A mixed curve is a subset of \(\mathbb{C}^2\) defined by the vanishing of a polynomial \(f(z,\overline{z})=0\), where \(\overline{z}\) is the complex conjugate of \(z \in \mathbb{C}^2\). This interesting paper develops the basic intersection theory of mixed curves, generalizing the main results of the holomorphic case.

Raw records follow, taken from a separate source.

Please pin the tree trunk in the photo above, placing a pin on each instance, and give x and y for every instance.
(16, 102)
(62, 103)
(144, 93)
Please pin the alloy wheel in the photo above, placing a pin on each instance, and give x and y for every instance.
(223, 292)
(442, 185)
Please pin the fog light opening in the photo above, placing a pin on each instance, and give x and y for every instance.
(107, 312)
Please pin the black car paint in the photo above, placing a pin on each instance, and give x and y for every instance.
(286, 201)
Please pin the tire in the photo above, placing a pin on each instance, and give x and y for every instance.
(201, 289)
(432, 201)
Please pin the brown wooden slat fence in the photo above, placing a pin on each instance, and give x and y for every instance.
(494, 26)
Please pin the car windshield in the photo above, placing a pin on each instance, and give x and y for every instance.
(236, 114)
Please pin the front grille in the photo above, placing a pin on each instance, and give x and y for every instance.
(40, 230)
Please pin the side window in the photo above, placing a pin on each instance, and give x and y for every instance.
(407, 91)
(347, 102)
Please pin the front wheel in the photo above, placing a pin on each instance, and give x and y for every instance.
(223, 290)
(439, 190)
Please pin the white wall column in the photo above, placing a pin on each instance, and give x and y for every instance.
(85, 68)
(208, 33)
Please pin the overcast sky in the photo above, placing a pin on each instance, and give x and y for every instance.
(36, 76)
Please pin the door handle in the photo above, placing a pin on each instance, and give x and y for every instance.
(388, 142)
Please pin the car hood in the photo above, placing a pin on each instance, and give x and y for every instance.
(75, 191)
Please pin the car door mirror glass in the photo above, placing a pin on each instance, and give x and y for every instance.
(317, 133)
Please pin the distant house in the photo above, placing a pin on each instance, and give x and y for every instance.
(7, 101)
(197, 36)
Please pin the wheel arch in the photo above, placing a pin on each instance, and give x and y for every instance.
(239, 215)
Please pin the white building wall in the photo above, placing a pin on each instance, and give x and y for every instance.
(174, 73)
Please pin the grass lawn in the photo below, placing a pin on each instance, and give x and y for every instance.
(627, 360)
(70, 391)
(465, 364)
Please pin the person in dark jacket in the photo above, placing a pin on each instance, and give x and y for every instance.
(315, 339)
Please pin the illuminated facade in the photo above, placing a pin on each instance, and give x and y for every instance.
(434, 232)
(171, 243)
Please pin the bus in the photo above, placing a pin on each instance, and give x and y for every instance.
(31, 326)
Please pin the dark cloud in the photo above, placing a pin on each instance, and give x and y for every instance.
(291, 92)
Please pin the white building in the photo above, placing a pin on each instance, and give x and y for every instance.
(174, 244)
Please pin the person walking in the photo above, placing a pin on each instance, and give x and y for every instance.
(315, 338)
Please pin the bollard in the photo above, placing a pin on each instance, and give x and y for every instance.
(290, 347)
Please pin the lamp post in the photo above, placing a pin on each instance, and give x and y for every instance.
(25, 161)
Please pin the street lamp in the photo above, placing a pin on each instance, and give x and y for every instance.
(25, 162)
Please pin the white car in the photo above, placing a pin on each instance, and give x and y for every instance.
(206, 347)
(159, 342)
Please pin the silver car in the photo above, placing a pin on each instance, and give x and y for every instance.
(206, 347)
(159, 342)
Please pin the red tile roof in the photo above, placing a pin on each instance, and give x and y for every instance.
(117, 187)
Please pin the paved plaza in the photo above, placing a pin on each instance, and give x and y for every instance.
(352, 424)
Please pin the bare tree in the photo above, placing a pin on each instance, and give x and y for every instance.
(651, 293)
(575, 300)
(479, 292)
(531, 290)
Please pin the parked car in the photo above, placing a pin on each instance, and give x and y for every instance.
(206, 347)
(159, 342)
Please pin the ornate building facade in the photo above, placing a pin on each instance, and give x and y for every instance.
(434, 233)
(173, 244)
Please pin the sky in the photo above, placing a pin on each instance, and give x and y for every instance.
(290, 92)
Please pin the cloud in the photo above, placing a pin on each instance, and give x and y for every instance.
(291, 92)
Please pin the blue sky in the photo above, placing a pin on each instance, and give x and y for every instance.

Let \(P\) be an isolated intersection point of mixed curves \(C\) and \(C'\), and suppose that both mixed curves have at worst an isolated mixed singularity at \(P\). The author defines the local intersection number \(I_{\text{top}}(C,C';P)\) from the defining equations of \(C\) and \(C'\), and shows that the local intersection number is stable under a bifurcation of \(P\). It follows that, first, the definition of the local intersection number coincides with the usual one for complex analytic curves, and second, if \(C\) and \(C'\) are mixed projective curves, intersecting at points \(P_1,\dots,P_\mu\) at which both mixed curves have at worst an isolated mixed singularity, then \(\sum_{j=1}^\mu I_{\text{top}}(C,C';P_j)=[C] \cdot [C']\). The existence and the computation of the fundamental class \([C]\) was treated in the author’s previous paper [“On mixed projective curves”, arXiv:0910.2523].
The last section is devoted to a detailed study of the roots of a mixed polynomial \(h(u,\overline{u})\) of one variable \(u\) as a special case.
This paper is clearly written and contains a number of good examples.